Por fim Gilmar “recuperou sua honra”, não foi tratado como um pária chegando mesmo a ser promovido em algumas ocasiões. (De fato não se chegou a público logo de cara o fato de ele ter sido dado como moeda de troca pelo vórtice e tirando meia dúzia de pacifistas, o lusitano sempre foi lembrado como um heroi).

Porém isso ocorreria depois, agora ele ainda era um pária alguém que cometeu uma infração grave e precisava ser disciplinado. Após passar duas noites na cadeia e mesmo tendo direito a alguns telefonemas, optou por ficar isolado onde tentava meditar para entender o que aconteceu, nisso ele recebeu uma visita de um oficial do exército que não desejou se identificar.

O oficial então comunicou que sua detenção tinha se transformado em uma prisão domiciliar, ele não poderia sair de casa por nenhum motivo e suas visitas seriam autorizadas pelo exército que também ficaria responsável pelos mantimentos e os gastos com água e luz que seriam descontados do soldo que seria mantido (antes de Gilmar tentar entrar na unidade de elite ele serviu por pouco tempo, na verdade estava no país a menos de três meses, como um soldado regular em algum lugar no Rio de Janeiro assim que chegou de Portugal graças a um amigo oficial que era próximo de um outro oficial estacionado na região.).

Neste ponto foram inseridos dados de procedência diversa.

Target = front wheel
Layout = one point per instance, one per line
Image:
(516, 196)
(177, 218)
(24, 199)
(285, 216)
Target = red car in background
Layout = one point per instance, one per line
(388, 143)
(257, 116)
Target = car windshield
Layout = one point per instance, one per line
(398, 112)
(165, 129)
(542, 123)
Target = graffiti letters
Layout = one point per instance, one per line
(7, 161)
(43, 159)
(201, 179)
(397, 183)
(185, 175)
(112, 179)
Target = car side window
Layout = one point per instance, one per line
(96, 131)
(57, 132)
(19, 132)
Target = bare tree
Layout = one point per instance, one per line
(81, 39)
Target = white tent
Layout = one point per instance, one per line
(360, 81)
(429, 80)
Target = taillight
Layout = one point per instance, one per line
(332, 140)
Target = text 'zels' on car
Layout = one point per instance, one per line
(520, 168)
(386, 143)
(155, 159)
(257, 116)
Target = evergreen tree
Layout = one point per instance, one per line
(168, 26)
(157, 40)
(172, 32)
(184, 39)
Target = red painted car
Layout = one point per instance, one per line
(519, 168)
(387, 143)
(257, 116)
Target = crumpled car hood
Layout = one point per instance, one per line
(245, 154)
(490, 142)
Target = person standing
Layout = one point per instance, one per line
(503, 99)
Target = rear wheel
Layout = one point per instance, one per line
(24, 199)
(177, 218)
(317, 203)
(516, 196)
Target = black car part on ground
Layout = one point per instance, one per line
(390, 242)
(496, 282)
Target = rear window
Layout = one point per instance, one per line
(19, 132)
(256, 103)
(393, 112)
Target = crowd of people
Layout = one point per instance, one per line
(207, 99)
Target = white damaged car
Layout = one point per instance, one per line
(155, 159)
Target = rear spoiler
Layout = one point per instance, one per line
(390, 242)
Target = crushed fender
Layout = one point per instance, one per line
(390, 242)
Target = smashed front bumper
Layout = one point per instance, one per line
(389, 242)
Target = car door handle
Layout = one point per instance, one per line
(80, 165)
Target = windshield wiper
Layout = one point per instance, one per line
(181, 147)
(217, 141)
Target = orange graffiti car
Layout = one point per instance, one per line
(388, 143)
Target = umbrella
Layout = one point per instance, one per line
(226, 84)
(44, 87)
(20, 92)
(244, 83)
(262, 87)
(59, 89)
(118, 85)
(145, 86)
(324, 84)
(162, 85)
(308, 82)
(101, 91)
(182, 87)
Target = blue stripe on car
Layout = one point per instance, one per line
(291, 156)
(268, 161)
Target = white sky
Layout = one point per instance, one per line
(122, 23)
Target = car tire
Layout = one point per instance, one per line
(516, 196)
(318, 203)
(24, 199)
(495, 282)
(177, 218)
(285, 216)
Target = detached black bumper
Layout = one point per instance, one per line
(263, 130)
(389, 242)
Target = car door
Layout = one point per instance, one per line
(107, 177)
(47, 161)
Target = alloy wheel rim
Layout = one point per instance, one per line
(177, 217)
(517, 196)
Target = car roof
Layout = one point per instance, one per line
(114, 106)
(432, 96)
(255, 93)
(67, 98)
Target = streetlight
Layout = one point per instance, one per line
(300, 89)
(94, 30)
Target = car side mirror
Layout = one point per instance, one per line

Na realidade os generais do alto comando não autorizam nenhum parente a visitar, mesmo sob protestos do Imperador que acabou convencido por seus oficiais de que para que o projeto Brasileiro no novo mundo desse certo precisaria que a exigência de Kuria fosse satisfeita e para que a exigência de Kuria fosse satisfeita precisaria haver um laço entre ela e Gilmar e para que este laço fosse criado era preciso que Gilmar ficasse isolado e desenvolvesse mesmo que não admitisse uma carência emocional que seria prontamente suprido pela divindade criando uma ligação entre eles mesmo que pelo que se sabia fosse uma ligação de subserviência.

Sendo assim ele ficou isolado por quase 15 dias sem visita, sem amigos sem contato com o mundo, podendo ligar somente para parentes, tendo como distração apenas o canal de notícias e documentários na TV e seus jogos de videogame.

Mesmo que não houvesse essas exigências do governo ele iria ficar isolado de qualquer jeito, foi um golpe muito duro esse fracasso, apesar de ter permissão levou pelo menos dois ou três dias para que finalmente telefonasse para seus pais que já estavam como se esperava, angustiados.

—Me perdoe mãe, me perdoa pai eu falhei e ainda estou detido. Disse com a voz embargada de choro

—Meu filho foi só um engano nós te amamos, use esse momento para repensar o que você fará daqui para frente.

—Sim mãe é o jeito apesar de que o sonho de fazer parte de um exército lutando em defender os fracos é o que mais quero.

—Todos nós sabemos

—Não sei se estou pensando aqui, talvez eu volte para Portugal e retorne ao posto que eu tinha lá, se paga bem, estarei longe de vocês, mas perto de casa de nossos ancestrais.

—Filho tome a decisão com sabedoria e nós os apoiaremos.

Quinze dias de isolamento, o que se faz nesse tempo nessa situação? Gilmar dividiu o tempo se dedicando a ler, a jogar e a repensar o que poderia fazer, traçou planos para as possibilidades que poderiam vir

Até que um dia perto do final de sua sentença (ele imaginava) um oficial bateu na porta e gritou:

—Sr Castanho, você tem visita, o alto comando ordena, digo deseja que o senhor conheça uma amiga.